I built my daughter's crib out of alder, regular, not knotty. I used I believe Red Mahogany stain followed by polyurethane. You can see the project here:


----------



## Nomad62 (Apr 20, 2010)

Alder is relatively soft, I would recommend a covering finish such as poly, shellac, or an epoxy to help protect it from dents and whatnot.


----------



## DLCW (Feb 18, 2011)

Having done many projects from alder I've learned that it acts a lot like pine, maple and cherry in regards to staining. It blotches pretty bad. The way around this is to use dyes instead of stain. Also, if you use a clear coat finish that provides some toning (like conversion varnish or amber or garnet shellac) you can make it look beautiful. If using shellac, make sure you put a durable clear coat over it. Water borne poly dries perfectly clear so if you get the exact coloring you want, use that to clear coat.


----------



## rlb1961 (Mar 9, 2011)

Thanks for the input from everyone. I made up some test boards and tried a few different methods. Here is the finishing schedule I came up with:

Sand to 180 grit and seal with Zinsser Seal Coat.
Lightly sand with 220 grit.
Stain with General Finishes Gel Stain (Antique Walnut). Wait 5 minutes and wipe off excess. Buff with clean rag.
Spray on 2 light coats of dewaxed shellac to seal the stain coat.
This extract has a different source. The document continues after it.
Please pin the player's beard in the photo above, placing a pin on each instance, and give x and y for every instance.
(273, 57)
Allow to dry and sand with 400 grit.
Brush on 2 coats of full strenth oil-based satin polyurethane, sanding lightly with 400 grit after each coat has dried.
Apply 2 coats of satin wipe-on poly.
Allow the final coat to dry thoroughly (at least 24 hours), then apply paste wax with #0000 steel wool and buff out with more steel wool and finally a clean rag.

The process is a bit complicated, but I get a nice finish that doesn't blotch and looked hand-rubbed. I'll post some pictures when the project is completed.


----------